From the China Freedom Blog Alliance: Between Heaven and Earth lengthens the life of the often-recycled (and justifiably so) column by Minxin Pei on Communist China (last item). The Korea Liberator comments on Stalinist North Korea stringing out talks with the World Food Program while its people starve, new Congressional efforts to help the people of SNK, a possible re-orientation of America's military presence in South Korea, and Communist China's decision to end it Korean Autonomous Zone (not to be confused with its Korean colony, which is SNK itself).
More on the Communists' Korean colony: Yoduk Story, the musical on the horrors of prison life in Stalinist North Korea, debuted in Seoul last night (Independent, UK); Daily NK reports the story of Georgeta Mircioiu, a Romanian who has been forcibly separated from husband Cho Jung Ho for over forty years due to the Stalinists' fear of foreigners.
Outrage in North America to the Sujiatun camp: Friends of Falun Gong has started an e-mail drive calling on President Bush to pressure the Communists on this. Friendly Blog Small Dead Animals weighs in powerfully: "the Nazis would render the fat of their victims to make soap . . . the fascists of the Chinese Communist Party (CCP) have improved on the methods of the Nazis. They understand there is more money to be made in selling corneas and kidneys than soap." Meanwhile, Sonya Bryskine (Epoch Times) gives some background on the prisoner organ trade in Communist China.
Economist yanked from Communist TV for railing against regime-owned fire sales: Lang Xianping (a.k.a. Larry Lang) was an economist and Hong Kong professor who made his mark as a television personality "by attacking the sale of state assets at what he said were often fire-sale prices in under-the-table deals to private entrepreneurs" (Financial Times, UK). Naturally, the Communists weren't happy at this economist exposing the truth behind their corrupt "private" sector, so Lang has been shut down.
Yet another Epoch Times office attacked: This time it was the Taichung (Taiwan) office that was hit; all computers - desktops and servers - were swiped. It was the latest in a series of crimes against the paper, the most dramatic of which were the beating of Yuan Li and the Hong Kong break-in (lead, second, sixth, last, and sixth items).
Communist China's military influence in Latin America increasing: According to General Bantz J. Craddock, head of the U.S. Southern Command, Communist China's military is increasing training initiatives with Latin American nations "who formerly would come to the United States" (Bill Gertz, Washington Times).

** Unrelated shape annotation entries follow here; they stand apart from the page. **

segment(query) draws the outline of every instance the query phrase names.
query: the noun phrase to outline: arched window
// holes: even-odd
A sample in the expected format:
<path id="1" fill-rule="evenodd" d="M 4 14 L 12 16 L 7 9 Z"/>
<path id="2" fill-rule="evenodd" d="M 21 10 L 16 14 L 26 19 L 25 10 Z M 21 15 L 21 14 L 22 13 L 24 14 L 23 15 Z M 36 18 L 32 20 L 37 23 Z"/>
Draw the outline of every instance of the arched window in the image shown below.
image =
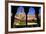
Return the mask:
<path id="1" fill-rule="evenodd" d="M 34 8 L 29 8 L 28 15 L 35 15 L 35 9 Z"/>
<path id="2" fill-rule="evenodd" d="M 41 8 L 39 8 L 39 16 L 41 15 Z"/>
<path id="3" fill-rule="evenodd" d="M 24 13 L 24 8 L 23 7 L 18 7 L 16 14 L 21 14 L 21 13 Z"/>

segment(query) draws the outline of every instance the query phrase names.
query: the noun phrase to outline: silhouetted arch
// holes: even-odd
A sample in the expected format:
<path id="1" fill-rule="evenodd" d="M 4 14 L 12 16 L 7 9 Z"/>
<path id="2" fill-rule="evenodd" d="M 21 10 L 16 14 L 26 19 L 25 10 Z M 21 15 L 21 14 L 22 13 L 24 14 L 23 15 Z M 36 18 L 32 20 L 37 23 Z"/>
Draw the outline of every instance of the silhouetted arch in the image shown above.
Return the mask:
<path id="1" fill-rule="evenodd" d="M 19 14 L 19 13 L 24 13 L 24 7 L 18 7 L 17 8 L 17 13 L 16 14 Z"/>
<path id="2" fill-rule="evenodd" d="M 30 15 L 35 15 L 35 9 L 32 8 L 32 7 L 30 7 L 28 14 L 30 14 Z"/>

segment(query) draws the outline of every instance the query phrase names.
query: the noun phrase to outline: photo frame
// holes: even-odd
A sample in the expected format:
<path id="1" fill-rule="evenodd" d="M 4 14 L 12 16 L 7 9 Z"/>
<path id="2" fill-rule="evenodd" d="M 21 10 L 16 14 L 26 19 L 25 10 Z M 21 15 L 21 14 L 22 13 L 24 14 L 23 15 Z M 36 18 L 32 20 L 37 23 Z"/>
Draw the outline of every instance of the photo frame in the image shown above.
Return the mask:
<path id="1" fill-rule="evenodd" d="M 6 33 L 44 31 L 44 19 L 44 2 L 6 1 L 5 3 Z"/>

U.S. talk on trade with Communist China slowly getting tougher: American trade officials are stepping up (somewhat) their comments on the Communist regime's predatory trade policies. Carlos Gutierrez, U.S. Secretary of Commerce, had this to say the Asia Society: "The reality of trade with China continues to fall short of the potential. If our economic relationship is to stay afloat, China needs to lighten the load by carrying out reforms and delivering results" (United Press International via Washington Times). Trade Representative Rob Portman said the following: " China should be held accountable for its actions and required to live up to its responsibilities . . . We will use all options available to meet this challenge." While this is nice to hear, this quarter is looking for something stronger, such as the cancellation of PNTR.
Former China Aviation Oil head pleads guilty: Chen Jiulin "pleaded guilty in Singapore's subordinate court to charges including making false statements and insider trading" (BBC), The charges stem from the Communist-own firms attempt to hide its dismal fiscal picture and taking investors to the cleaners in the process (twelfth, seventh, eighth, and eleventh items).
Communist China shoots down Japanese UN dues plan: A proposal by Japan to force the United Nations Security Council's permanent members (U.S. UK, France, Russia, and Communist China) to contribute at least three percent of the UN's budget was rejected by Communist China (Cybercast News). At present, Japan contributes nearly one-fifth of the budget, second only to the U.S. Communist China contributes less than two and a half percent.
Enlightened Comment of the Day: Raman Bhaskar takes the crown with a terrific UPI piece (via Washington Times) in defense of the U.S.-India nuclear cooperation deal. The column's best lines may have been its last: "The India-specific anti-proliferation lobby in Washington has a lot to answer about rampant proliferation from other countries. India is not Iran or North Korea. It is the China-Pakistan proliferation axis which transferred technology to Iran and North Korea. While arguing against India, this lobby must answer these questions to establish their minimum credibility, if they had any."
More on Communist China, the U.S., and the world: Patrick Goodenough (Cybercast News) has a strange piece on Pakistan and Communist China, claiming that the alliance between the two "is heading for a new level." Given that the two have been military and geopolitical allies for over half a century, that line says more about Goodenough (who usually is better than this) than it does about anyone in Central Asia.